Natürlich sind wir sensibilisiert, aber die Mannschaft wirkt lebendig und hält zusammen, das habe ich gar nicht so erwartet. Wenn die Vorbereitungsspiele zählen würden, hätten wir schon neun Punkte mehr (lacht). Ich versuche natürlich für diese Rückrunde auch ein Stück Aufbruchsstimmung zu vermitteln, ich kenne aber noch nicht jeden Angestellten mit Namen. Am Dienstagmorgen war ich um halb neun in meinem Trainerbüro und noch ein bisschen schläfrig, als auf einmal fünf Mann bei mir standen und etwas von mir wollten. Da habe ich sie zwar zuerst alle wieder rausgeschickt. Anschließend haben wir die Themen, die sie auf dem Herzen hatten, dann besprochen.
Haben Sie nicht vor allem viel zu viele Spieler?
Wir werden keinen vom Hof jagen. Sie haben Verträge bei uns, die erfüllt werden, aber es stimmt, es werden heute mehr als 20 Profis beim Anpfiff nicht zum Einsatz kommen. Da wird sich der eine oder andere automatisch Gedanken machen.
Was sollte sich ein Spieler bei Ihnen besser nicht erlauben?
Wenn einer nur sich selbst sieht. Fußball ist ein Mannschaftsport, und wir brauchen auch Individualisten, aber sie sind nichts ohne die Mannschaft. Das habe ich immer so gehandhabt. Ich habe in Aachen mit Erik Meijer oder Jan Schlaudraff schon Individualisten gehabt, solche Spieler müssen eingebunden werden.

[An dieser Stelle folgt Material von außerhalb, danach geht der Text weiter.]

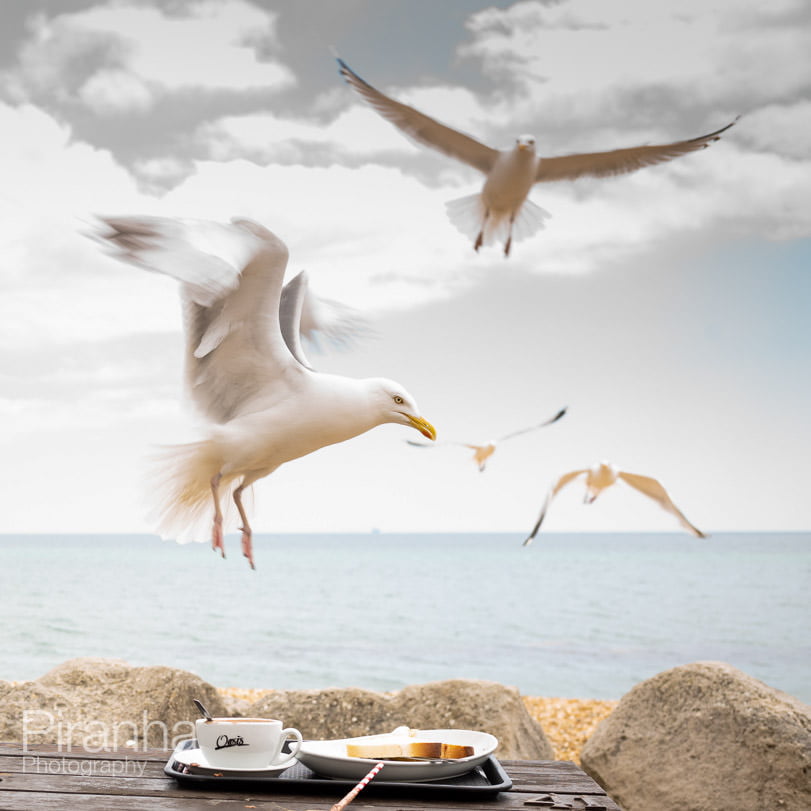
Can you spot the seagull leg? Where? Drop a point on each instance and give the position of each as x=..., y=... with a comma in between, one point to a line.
x=480, y=238
x=509, y=242
x=247, y=532
x=216, y=530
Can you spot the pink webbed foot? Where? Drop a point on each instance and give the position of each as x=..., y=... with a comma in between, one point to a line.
x=217, y=536
x=247, y=545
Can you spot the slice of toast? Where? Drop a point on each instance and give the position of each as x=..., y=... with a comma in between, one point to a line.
x=388, y=750
x=455, y=751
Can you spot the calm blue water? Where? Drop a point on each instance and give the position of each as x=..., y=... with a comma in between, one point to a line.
x=571, y=615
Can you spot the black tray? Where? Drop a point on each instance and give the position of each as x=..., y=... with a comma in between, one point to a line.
x=485, y=780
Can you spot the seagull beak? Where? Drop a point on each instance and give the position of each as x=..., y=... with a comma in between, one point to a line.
x=423, y=426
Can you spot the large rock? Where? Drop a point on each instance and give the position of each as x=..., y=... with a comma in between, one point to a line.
x=457, y=703
x=101, y=703
x=704, y=737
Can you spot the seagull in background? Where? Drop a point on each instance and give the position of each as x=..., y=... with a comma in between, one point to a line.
x=602, y=475
x=501, y=211
x=481, y=453
x=245, y=368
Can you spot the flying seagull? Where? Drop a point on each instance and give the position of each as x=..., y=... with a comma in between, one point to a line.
x=481, y=453
x=245, y=368
x=602, y=475
x=501, y=211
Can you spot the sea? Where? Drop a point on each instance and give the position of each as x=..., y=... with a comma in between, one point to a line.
x=572, y=615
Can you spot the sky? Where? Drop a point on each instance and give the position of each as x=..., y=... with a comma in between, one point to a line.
x=668, y=309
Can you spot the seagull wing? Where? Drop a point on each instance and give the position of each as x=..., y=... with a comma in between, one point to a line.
x=422, y=128
x=231, y=277
x=534, y=427
x=619, y=161
x=291, y=305
x=565, y=479
x=336, y=322
x=653, y=489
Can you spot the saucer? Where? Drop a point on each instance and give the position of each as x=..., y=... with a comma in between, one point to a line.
x=188, y=754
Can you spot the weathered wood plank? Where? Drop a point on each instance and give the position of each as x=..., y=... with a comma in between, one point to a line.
x=53, y=801
x=129, y=779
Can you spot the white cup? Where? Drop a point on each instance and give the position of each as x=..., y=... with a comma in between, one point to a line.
x=245, y=743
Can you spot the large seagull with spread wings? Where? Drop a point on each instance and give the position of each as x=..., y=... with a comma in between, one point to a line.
x=245, y=369
x=501, y=211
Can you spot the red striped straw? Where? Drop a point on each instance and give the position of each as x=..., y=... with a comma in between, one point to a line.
x=341, y=804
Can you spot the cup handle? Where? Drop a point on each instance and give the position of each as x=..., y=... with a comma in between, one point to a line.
x=296, y=735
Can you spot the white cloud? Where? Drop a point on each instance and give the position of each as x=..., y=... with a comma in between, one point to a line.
x=356, y=132
x=121, y=55
x=113, y=91
x=641, y=66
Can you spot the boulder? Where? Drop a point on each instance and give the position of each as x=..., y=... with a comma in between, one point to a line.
x=702, y=737
x=101, y=703
x=456, y=703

Ihr Star Diego soll angeblich ein Fixgehalt von 8,2 Millionen Euro beziehen. Der Spiegel berichtete, Mittelfeldspieler Christian Träsch würde noch 2,8 Millionen oder Ersatzspieler Srdjan Lakic 2,6 Millionen im Jahr verdienen. Hätten Sie gedacht, dass dank der Unterstützung des ortsansässigen Autobauers Gehälter in dieser Größenordnung möglich sind?
Ich nehme anderes Zahlenwerk als gegeben hin: 19 Punkte oder Tabellenplatz 15. Man muss sich auch die Kader anderer Mannschaft anschauen, anderswo wird auch gutes Geld verdient. Ein Franck Ribéry in München zum Beispiel. In Wolfsburg wird das wohl immer wieder ein Thema sein, damit werden wir leben müssen.